This year, for the first time, newly qualified teachers need to pass an induction year. The standards are demanding and the implications huge: people who don't pass won't be allowed to continue teaching and the grounds for appeal are few - more than 30 days sick leave, for instance. This is very tough. To have such a long absence is rare, but we all know how much one's teaching performance can be affected by flu or a family crisis.
At the end of three terms, teachers who qualified after May 7 1999 have to meet all the standards for QTS again in their new setting. This sounds fairly straightforward but could be very hard. Teaching practices are usually spent in the class of a successful teacher who has already set up the organisational systems that can be so difficult for an NQT to get right. Just organising the furniture is an art in itself.
If meeting the standards for QTS were not enough, there are additional induction standards (see table). Although there are only 10, don't think these will be easy. Each one has several components. For instance, induction standard (a) alone could be broken down into about 10 parts.
The standards appear straightforward. It is only when one studies them in detail and tries to imagine what a good, average and unsatisfactory meeting of them would entail that their complexity becomes apparent. In my experience, people interpret each standard differently. For instance, standard (j) could mean anything from a cursory reading of The TES front page en route to the job pages, to research for a PhD.
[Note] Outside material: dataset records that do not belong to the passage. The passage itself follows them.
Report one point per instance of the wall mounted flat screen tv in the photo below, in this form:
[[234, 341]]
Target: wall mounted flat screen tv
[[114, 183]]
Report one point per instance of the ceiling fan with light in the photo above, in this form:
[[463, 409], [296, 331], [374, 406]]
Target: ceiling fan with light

Similarly, standard (f) requires NQTs to recognise the level that a pupil is achieving, but does not say on which subjects and targets. At an extreme, some schools may interpret this to mean every child in every part of every subject of the curriculum. Others may settle for a focus on reading and numbers, but this is the framework in which we have to work.
The standards describe a perfect teacher. There is no sense that these are for people at the start of their careers. Terms such as "developing the ability to" are not part of the phraseology. As Professor Colin Richards, chair of the National Primary Teacher Education Conference, and others are saying, the standards for QTS are impossible for any but the most ideal teachers to meet.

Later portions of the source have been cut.